To become a primary care physicians (PCPs), otherwise known as general practitioners (GPs), medical school graduates train in primary care programs such as family medicine, pediatrics or internal medicine. Physicians who specialize in internal medicine, often called internists, focus on taking care of patients who have multi-system disease processes.  The phrase internal medicine is from the German Innere Medizin, which was used to describe physicians who integrated science with patient care in Germany.

The PCP will typically be the first medical contact for a patient, due to easy communication, an accessible location, familiarity, and the likelihood that the PCP is often the patient's "family doctor." Sometimes PCPs are considered the "gatekeepers" who will refer patients to a specialist after completing the initial tests. The PCP will also sometimes remain the point of continuing care for the patient, especially for long-term management of chronic conditions that involve different organ systems.

In the U.S., about 7.6 percent to 16 percent of total malpractice claims are those brought against primary care doctors, according to the report. Interestingly, in Australia, PCPs (called general practitioners, or GPs, there) accounted for the highest proportion of malpractice claims on the national Medical Indemnity National Collection database for 2009 and 2010. And in the UK, the amount of claims against PCPs doubled from 1994 to 1999. However, the authors of the report noted that since healthcare was different in each country, and "primary care" is not the same in all countries, their findings could not be generalized.

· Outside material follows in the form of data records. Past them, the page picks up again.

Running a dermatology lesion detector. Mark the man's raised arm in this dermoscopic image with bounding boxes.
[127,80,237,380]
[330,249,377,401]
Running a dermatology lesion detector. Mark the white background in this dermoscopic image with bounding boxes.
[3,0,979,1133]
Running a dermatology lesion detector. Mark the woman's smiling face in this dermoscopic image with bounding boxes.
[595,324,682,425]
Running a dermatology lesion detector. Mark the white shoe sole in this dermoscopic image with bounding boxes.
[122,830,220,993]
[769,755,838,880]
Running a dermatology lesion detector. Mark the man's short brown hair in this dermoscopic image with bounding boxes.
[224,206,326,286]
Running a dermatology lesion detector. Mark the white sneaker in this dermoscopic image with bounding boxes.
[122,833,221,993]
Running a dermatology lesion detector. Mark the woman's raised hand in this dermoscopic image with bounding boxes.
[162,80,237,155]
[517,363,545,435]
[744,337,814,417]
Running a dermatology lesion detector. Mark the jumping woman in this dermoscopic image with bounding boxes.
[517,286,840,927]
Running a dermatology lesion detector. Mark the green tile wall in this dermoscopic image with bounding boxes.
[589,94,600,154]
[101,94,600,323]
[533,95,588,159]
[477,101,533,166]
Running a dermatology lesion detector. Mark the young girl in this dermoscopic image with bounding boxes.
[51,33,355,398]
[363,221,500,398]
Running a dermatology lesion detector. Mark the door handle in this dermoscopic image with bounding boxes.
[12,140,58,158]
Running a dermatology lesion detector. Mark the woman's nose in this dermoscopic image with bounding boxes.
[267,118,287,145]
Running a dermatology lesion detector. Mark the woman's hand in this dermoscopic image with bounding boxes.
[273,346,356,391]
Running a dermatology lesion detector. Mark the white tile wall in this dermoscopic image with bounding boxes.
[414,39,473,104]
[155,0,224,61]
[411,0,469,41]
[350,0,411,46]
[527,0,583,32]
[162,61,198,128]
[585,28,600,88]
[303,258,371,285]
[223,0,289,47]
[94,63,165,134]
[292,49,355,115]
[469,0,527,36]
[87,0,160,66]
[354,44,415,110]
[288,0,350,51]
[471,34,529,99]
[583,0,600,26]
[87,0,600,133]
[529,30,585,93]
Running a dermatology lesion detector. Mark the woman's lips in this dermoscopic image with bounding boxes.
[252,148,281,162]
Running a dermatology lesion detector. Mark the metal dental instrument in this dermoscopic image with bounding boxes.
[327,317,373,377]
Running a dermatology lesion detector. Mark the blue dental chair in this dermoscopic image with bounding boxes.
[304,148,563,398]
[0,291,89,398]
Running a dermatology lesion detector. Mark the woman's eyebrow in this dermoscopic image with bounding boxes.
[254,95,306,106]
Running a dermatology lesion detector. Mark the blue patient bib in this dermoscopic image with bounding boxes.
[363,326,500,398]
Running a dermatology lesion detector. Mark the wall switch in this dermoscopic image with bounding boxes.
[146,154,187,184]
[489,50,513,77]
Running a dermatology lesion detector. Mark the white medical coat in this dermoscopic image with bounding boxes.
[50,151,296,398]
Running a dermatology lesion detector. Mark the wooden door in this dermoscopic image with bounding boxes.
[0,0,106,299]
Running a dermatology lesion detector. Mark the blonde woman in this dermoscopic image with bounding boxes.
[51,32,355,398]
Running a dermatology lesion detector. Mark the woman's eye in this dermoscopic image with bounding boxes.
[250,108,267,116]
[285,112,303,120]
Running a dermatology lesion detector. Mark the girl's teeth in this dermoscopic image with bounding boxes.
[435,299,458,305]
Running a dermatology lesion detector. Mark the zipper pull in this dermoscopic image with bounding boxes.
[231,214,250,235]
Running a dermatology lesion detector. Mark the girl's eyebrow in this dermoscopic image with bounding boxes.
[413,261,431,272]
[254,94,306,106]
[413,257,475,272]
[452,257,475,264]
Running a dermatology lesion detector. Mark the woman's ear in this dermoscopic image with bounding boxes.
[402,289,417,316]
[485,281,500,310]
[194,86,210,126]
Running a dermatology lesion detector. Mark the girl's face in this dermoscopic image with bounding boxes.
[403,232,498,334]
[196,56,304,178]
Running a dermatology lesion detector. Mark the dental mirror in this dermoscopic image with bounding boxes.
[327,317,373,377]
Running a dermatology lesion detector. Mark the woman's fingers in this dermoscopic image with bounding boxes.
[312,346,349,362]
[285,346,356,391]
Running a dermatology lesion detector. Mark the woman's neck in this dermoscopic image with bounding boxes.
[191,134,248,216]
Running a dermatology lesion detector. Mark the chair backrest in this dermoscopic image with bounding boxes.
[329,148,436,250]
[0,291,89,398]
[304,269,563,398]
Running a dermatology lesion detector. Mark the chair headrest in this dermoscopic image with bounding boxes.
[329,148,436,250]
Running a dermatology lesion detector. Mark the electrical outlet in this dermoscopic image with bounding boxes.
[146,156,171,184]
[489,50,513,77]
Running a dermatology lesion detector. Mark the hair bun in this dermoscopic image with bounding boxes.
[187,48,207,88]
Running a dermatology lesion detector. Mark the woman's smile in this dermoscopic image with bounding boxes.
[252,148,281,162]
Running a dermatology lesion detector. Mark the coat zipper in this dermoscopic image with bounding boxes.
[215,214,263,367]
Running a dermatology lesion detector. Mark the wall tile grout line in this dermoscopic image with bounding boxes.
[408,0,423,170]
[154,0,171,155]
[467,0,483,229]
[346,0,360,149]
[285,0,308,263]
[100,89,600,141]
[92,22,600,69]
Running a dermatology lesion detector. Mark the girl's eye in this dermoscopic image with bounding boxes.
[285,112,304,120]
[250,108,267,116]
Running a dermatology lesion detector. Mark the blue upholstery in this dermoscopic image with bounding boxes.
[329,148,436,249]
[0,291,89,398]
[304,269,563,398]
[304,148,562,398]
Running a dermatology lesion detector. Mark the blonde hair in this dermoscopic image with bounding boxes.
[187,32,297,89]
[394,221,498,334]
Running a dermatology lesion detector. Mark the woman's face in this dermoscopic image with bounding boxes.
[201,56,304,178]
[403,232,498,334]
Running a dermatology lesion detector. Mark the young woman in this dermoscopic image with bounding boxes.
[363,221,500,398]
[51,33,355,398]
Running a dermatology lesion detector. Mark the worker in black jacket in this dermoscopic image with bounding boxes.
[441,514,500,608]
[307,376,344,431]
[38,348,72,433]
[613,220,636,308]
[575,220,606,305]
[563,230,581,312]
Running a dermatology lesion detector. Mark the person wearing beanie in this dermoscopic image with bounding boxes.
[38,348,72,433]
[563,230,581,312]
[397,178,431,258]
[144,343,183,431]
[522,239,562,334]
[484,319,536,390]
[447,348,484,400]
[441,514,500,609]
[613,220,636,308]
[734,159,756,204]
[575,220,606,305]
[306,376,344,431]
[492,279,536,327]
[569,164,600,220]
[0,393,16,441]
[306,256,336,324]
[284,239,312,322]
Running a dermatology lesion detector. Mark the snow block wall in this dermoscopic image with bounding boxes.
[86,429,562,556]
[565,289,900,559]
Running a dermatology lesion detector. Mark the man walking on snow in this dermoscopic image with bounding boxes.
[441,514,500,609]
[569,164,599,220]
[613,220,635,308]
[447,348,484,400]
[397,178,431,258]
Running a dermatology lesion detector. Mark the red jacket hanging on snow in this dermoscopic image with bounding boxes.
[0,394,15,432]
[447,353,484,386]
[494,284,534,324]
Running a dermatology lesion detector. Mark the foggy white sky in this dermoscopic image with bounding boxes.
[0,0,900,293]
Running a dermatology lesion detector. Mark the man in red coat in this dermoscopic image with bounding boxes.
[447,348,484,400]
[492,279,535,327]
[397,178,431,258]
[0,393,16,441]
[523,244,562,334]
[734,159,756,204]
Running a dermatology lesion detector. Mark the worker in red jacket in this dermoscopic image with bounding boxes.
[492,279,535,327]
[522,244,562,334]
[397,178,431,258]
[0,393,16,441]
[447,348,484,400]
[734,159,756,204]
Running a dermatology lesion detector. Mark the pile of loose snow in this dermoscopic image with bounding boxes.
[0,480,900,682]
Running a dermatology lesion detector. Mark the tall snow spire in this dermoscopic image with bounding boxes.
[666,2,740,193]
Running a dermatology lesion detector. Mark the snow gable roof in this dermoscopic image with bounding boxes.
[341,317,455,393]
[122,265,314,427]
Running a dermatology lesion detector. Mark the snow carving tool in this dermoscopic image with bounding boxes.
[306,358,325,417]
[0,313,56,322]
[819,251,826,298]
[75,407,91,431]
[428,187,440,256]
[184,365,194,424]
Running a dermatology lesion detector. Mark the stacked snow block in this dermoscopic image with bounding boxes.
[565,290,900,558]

A 2002 report said that the low rates of malpractice claims against primary care physicians could be attributed to several factors: "the esteem held by internal medicine and family medicine physicians in their communities, relatively low numbers of invasive procedures, reluctance of patients to include 'their' primary care physician in any potential litigation, and, probably most importantly, the atmosphere of mutual trust and communication between the internist or family physician and the patient."

In 2011, the New England Journal of Medicine published a report stating that 75 percent of physicians in "low risk" specialties, and 100 percent of physicians in "high risk" specialties, should expect to face a malpractice claim during their career - but that a majority of malpractice claims did not actually lead to indemnity payments.